[Date Prev][Date Next] [Chronological] [Thread] [Top]

openldap2.4.16 and BDB4.7 not sync configured as provider/consumer



openldap software,

Sometime ago I open the ITS#5860 about some memory cache limitations not 
being respected by config files. Even this issue was solved when I tried 
to configured openldap to use replication(syncrepl) the system never 
enter into sync and the behavior appears similar to the ITS#5860 bug.

The system start to sync and in the provider(master) I see the query for 
the DB sync. But the consumer(slave) memory consumption start to grow 
very fast making me to constrain much more the dncachesize to a 1/10 of 
the size of the provider(master) where at least system doesn't crash at 
consumer.

Since changes were done in the openldap 2.4.16 I download and made tests 
with this version. I get into the same behavior with consumer(slave) 
never getting in sync with provider(master).

The behaviors are :

1) Consumer(slave) start query to the provider(master) DB;
2) Memory allocation and number of threads in the provider(master) start 
to increase as expected;
3) dncachesize directive into provider(master) controls as expected the 
maximum memory to be allocated by slapd process in provider(master);
4) Consumer(slave) consumer memory in a much faster pace. dncachesize 
configured to 1/10 of provider(master) to avoid memory allocation problems;
5) After sometime the consumer(slave) CPU usage maintains in 200%. 
Provider(master) stays with low CPU usage, around 1 to 3 %;
6) A new provisioning in provider(master) isn't propagated to 
consumer(slave);
7) Bases never get in sync and CPU usage in consumer still high.
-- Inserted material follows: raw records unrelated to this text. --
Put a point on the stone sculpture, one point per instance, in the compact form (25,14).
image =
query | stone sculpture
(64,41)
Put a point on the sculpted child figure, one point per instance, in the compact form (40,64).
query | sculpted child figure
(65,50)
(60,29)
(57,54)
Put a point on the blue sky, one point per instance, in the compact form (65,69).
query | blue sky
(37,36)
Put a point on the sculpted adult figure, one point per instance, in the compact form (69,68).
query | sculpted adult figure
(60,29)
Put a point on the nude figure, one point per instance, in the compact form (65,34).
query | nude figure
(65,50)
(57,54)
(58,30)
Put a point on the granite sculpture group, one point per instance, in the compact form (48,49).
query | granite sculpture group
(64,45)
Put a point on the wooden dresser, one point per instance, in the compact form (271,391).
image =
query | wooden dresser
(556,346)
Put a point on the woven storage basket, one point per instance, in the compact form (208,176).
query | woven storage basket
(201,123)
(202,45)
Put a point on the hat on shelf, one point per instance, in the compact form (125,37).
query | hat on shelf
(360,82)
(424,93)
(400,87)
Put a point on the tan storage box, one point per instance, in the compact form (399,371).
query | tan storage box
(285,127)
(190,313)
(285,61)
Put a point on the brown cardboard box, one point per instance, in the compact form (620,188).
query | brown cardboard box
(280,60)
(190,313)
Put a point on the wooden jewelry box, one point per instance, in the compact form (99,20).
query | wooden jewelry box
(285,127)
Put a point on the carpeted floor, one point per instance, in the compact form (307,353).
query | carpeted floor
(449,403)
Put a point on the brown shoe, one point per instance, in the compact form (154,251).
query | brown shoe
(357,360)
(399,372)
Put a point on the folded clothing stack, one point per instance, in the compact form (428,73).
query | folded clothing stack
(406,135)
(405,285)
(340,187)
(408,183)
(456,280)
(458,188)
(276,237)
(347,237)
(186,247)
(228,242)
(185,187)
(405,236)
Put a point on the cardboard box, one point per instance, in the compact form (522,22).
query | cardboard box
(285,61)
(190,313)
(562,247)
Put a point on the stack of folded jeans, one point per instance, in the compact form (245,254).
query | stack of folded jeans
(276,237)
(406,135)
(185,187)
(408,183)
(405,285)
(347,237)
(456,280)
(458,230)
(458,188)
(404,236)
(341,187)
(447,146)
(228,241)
Queries 
to provider(master) are answer very fast and even multiple individual 
queries to consumer(slave) are also answer in reasonable time.

It looks like could exist certain issue in the replication logic where 
some processing dead loop could be found by the replication 
consumer(slave) logic.

The newest openldap version and Berkeley DB 4.7 with all patches were 
compiled in the platform running the code.

Any idea about this behavior?

Thanks,

Rodrigo.